Parce que c’est moi qui aie cru en ce projet et que cette chochotte était réticente.

Pour tous ces blablabla caution morale et l’éthique de l’espèce humaine, alors qu’on avait la découverte à portée de main. Et c’est cette chochotte qui va pleurer comme une madeleine en m’envoyant une rafale de balle quand je me serai transformé en zombie ou en frite sanguinaire géante. Tout ça pour le bon vieux temps, je te parie même que le scénariste il va nous coller une scène où on nous verra tous les deux supers potes, genre on va à la pêche, on drague des minettes, on trouve la formule de la composition moléculaire de l’élément manquant à l’antidote de la dégénérescence des cellules lors de manipulation génétique de l’opération de clonage.

Je pourrais aussi me sacrifier, sortir des « laisser moi, je vais vous ralentir », faire le héros alors que je peux pas.
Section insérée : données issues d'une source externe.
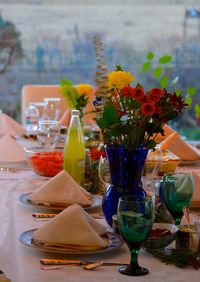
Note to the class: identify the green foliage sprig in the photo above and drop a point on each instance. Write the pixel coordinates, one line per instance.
(74, 98)
(179, 258)
(159, 73)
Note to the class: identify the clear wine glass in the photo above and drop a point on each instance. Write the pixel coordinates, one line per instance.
(177, 190)
(197, 224)
(104, 173)
(52, 109)
(48, 133)
(151, 171)
(135, 219)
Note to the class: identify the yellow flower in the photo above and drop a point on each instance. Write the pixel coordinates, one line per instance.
(120, 79)
(86, 89)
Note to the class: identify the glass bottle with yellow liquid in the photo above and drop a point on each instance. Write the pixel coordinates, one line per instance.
(74, 149)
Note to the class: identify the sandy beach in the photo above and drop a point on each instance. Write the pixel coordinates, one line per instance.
(140, 24)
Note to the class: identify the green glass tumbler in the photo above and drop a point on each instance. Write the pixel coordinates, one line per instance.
(177, 191)
(135, 218)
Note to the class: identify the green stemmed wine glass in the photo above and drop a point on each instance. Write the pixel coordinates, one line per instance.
(135, 218)
(177, 191)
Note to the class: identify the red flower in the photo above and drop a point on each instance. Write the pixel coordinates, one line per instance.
(155, 94)
(120, 114)
(127, 91)
(95, 154)
(137, 93)
(177, 102)
(148, 109)
(158, 109)
(144, 100)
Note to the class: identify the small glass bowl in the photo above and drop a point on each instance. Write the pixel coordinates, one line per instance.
(44, 161)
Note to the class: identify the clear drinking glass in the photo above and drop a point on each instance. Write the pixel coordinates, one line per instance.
(152, 166)
(135, 219)
(40, 106)
(48, 132)
(177, 190)
(103, 171)
(52, 109)
(197, 224)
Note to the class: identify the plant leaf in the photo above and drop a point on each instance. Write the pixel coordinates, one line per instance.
(178, 92)
(197, 109)
(188, 100)
(191, 90)
(146, 66)
(110, 116)
(150, 144)
(164, 81)
(150, 56)
(175, 80)
(157, 72)
(165, 59)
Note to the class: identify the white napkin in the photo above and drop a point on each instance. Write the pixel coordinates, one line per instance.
(8, 126)
(179, 147)
(61, 190)
(73, 229)
(10, 150)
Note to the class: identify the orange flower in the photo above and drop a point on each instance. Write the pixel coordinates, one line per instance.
(127, 91)
(86, 89)
(148, 109)
(155, 94)
(95, 154)
(137, 93)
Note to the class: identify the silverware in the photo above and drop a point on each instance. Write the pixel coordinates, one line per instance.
(90, 266)
(57, 262)
(43, 215)
(47, 216)
(93, 265)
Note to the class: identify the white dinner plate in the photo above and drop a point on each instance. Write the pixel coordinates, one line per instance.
(10, 165)
(96, 203)
(115, 242)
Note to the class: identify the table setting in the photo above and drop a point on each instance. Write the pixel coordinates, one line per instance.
(56, 227)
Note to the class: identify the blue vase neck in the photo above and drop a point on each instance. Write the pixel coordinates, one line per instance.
(126, 166)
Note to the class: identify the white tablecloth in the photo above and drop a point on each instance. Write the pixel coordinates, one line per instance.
(21, 263)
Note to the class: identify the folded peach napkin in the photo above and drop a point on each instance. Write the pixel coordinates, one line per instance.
(10, 150)
(61, 190)
(8, 126)
(179, 147)
(72, 229)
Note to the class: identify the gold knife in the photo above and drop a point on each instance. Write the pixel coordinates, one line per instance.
(78, 262)
(43, 215)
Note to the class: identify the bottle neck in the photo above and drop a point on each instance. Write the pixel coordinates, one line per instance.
(75, 121)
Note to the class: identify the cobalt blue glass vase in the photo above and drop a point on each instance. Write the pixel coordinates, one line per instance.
(126, 168)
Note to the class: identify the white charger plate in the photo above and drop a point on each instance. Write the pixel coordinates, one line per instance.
(96, 203)
(115, 242)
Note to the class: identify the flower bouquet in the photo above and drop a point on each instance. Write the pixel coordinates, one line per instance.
(129, 117)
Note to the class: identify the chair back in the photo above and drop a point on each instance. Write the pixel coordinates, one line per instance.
(36, 93)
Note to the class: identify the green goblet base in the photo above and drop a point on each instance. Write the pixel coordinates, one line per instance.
(137, 271)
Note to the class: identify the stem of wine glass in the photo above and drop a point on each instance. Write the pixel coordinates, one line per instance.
(178, 218)
(177, 221)
(134, 258)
Ben oui je suis trop gros, ou j’ai des lunettes... en tout cas je suis plus moche que lui et j’ai pas des meuf... ou alors une depuis longtemps qu’on voit qu’au début quand on est heureux ensemble, et à la fin quand ce connard de héros va voir ma femme et mes cinq gosses en bas âge pour leur annoncer que je suis mort en héros dans l’explosion du réacteur 5, ou dans la chute tragique de mon appareil sur une île japonaise, ou dans l’éruption du super volcan endormi depuis des lustres... Il y aura des cris, des pleurs, des « Pourquoi ? Pourquoi ? » Ou alors c’est tout simplement parce que je suis le seul noir dans la distribution du film.
Des fois, ils en mettent deux et ça fausse les pistes, on peut en tuer un avant l’autre. Heureusement je suis blanc, j’ai déjà plus de chances de m’en sortir, mais à quel prix ? Paralysé ? Amnésique ? Transformé en zombie, attaché au fond du jardin et condamné à jouer à la Playstation 2 ?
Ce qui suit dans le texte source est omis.